Fannie Mae’s a public option too

In 2003 Nancy Pelosi was disgusted.  The Republican president inherited a slumping economy.  The events of 9/11 hammered the economy for 2002.  By May of 2003 Nancy Pelosi had had enough.  Totally ignoring the ramifications of 9/11, she laid all of the blame for the economy squarely on George Bush’s shoulders.  She’s so proud of that fact that she still has that speech on her web site.  I’m linking to it there.

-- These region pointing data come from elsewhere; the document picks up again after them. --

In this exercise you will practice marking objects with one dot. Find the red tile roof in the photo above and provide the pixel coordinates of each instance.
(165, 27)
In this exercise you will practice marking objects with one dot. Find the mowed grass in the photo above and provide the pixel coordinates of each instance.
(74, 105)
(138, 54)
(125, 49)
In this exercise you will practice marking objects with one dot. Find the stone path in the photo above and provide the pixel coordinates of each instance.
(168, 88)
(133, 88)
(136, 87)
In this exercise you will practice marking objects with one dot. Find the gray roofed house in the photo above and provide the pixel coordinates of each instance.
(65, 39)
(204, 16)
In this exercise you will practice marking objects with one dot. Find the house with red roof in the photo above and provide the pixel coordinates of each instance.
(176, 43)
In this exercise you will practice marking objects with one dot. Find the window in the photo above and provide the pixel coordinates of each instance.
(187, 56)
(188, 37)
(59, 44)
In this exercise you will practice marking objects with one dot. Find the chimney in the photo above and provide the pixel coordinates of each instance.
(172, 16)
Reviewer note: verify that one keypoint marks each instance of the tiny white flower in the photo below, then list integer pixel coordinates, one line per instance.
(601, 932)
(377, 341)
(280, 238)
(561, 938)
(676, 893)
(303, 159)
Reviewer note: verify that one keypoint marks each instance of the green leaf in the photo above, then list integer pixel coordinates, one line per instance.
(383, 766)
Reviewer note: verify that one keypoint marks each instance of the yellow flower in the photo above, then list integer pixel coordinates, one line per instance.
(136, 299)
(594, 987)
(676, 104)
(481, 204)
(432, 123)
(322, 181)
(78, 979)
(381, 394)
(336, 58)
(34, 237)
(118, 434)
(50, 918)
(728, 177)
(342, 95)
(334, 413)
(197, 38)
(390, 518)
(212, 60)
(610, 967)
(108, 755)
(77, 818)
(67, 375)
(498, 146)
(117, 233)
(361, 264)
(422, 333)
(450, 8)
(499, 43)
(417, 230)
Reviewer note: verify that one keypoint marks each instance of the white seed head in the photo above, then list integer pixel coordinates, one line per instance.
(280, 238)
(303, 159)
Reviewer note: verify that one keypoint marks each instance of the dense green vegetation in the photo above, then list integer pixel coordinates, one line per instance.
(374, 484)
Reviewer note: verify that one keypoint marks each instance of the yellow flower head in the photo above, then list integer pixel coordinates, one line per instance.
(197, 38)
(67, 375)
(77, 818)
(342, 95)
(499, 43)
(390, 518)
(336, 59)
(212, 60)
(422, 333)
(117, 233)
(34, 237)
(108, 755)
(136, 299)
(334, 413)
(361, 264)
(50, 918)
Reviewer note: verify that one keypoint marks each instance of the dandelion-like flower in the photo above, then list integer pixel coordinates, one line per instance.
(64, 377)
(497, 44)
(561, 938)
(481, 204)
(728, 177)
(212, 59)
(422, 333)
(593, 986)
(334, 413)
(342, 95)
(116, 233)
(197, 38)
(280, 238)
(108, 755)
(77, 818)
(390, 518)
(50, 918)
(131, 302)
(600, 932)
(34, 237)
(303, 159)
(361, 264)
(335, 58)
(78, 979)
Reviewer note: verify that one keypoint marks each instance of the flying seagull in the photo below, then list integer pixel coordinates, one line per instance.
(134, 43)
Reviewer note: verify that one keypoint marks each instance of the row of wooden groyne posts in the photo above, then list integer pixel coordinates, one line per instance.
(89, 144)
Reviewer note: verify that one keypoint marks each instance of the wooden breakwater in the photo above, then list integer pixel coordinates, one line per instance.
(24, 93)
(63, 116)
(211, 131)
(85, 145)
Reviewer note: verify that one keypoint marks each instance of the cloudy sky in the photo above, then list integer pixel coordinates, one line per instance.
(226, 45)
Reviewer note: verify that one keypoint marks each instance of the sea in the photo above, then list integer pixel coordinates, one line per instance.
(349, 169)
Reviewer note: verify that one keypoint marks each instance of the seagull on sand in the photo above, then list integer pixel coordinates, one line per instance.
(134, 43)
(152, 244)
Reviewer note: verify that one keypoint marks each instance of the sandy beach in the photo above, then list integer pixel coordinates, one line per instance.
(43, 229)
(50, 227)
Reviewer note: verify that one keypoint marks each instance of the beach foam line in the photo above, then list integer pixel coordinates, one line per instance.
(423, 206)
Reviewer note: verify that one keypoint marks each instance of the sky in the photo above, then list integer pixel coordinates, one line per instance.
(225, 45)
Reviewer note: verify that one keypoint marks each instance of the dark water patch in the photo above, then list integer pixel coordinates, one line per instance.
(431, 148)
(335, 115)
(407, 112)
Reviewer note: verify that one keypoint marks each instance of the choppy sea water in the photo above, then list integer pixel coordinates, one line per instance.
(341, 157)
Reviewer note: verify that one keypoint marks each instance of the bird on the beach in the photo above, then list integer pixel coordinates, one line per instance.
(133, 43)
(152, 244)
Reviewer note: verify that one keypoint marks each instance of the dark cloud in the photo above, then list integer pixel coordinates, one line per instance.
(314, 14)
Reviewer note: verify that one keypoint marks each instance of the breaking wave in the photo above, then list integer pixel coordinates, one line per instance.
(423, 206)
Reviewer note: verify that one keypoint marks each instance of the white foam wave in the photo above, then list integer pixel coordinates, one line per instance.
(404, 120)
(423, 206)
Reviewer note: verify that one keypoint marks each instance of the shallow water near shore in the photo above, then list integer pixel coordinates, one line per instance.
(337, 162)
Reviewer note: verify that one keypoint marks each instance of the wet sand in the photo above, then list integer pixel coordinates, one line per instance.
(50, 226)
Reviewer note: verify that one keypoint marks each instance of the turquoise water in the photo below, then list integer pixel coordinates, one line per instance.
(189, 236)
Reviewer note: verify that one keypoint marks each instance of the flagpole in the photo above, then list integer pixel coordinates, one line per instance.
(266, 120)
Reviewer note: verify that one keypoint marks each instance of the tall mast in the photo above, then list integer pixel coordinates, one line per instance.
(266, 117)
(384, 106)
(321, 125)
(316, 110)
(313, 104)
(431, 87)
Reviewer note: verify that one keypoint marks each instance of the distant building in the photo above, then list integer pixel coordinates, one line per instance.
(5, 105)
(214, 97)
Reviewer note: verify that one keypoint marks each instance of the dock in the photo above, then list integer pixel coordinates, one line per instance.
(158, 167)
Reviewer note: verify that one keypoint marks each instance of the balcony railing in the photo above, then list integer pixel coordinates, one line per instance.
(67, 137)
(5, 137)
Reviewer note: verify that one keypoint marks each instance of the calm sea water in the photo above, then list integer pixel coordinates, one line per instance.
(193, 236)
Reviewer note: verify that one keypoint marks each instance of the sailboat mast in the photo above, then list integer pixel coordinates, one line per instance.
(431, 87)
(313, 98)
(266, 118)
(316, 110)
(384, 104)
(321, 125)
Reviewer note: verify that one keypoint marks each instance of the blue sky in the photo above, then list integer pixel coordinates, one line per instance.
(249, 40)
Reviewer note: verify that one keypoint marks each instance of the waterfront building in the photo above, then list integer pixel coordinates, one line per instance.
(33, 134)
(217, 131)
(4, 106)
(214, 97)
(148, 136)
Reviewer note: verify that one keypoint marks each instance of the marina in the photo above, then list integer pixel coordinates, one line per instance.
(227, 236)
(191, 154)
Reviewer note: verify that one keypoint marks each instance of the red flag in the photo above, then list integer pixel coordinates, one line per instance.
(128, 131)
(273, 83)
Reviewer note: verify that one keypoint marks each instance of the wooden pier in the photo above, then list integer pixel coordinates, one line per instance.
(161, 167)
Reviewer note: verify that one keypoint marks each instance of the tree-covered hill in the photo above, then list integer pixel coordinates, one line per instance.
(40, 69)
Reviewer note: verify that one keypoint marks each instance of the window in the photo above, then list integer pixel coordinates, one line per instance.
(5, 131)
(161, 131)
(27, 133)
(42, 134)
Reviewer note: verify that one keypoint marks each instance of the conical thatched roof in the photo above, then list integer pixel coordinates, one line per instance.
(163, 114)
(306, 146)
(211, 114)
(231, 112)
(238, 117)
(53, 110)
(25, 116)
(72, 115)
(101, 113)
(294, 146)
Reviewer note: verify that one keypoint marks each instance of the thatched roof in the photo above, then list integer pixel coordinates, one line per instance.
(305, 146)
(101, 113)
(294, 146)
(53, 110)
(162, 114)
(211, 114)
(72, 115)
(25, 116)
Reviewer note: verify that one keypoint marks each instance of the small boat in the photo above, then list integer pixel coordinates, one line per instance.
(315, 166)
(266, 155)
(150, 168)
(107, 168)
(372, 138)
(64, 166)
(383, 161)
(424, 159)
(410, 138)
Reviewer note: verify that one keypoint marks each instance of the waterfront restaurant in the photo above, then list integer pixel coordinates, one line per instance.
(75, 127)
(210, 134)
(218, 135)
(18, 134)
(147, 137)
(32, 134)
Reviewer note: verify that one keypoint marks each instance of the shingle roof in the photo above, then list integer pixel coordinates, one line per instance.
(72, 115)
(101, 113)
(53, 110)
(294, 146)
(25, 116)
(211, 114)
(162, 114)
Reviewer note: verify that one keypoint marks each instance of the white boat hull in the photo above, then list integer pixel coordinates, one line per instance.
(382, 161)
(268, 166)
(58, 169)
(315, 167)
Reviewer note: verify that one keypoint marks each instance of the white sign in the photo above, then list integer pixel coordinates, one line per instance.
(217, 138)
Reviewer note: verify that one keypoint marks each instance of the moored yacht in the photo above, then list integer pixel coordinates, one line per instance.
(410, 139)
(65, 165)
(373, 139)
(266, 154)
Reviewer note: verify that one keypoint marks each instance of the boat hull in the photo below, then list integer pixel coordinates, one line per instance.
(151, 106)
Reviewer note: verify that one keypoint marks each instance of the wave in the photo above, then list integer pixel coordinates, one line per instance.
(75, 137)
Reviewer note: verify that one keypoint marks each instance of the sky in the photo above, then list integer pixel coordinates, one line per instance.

“Ten years ago, faced with a struggling economy and a growing deficit, a new Congress and a new President courageously passed a budget bill that took us on a path to fiscal soundness. The stock markets responded, the economy prospered, and we had a record of economic growth that is unsurpassed in our nation’s history.

“We did that with Democratic votes only. Not one Republican was willing to step up to the plate for fiscal soundness and economic growth and job creation.

“At the end of the Clinton Administration, 22 million new jobs had been created, the country was on a path to a record surplus of $5.6 trillion, and the unemployment rate was at an all-time low. To achieve that, it took leadership and it took courage.

Wait, let’s go back just a minute, shall we?

unemployment 1992-2009

For starters, Clinton didn’t inherit a slowing economy, he inherited an improving economy.  It wasn’t anything magical Clinton did.  The economy rebounded under his predecessor.  By the time Clinton was an experienced President, he lost the House.  The House is where the federal budget comes from.  For the rest of his tenure, it was mostly out of his hands.  The Republicans had to beat the daylights out of Clinton to get him to approve the budgets.  The showdowns led to several federal shutdowns.  Somehow or another, even with the Republicans in majority, Nancy Pelosi claims they did nothing to support Clinton’s economy.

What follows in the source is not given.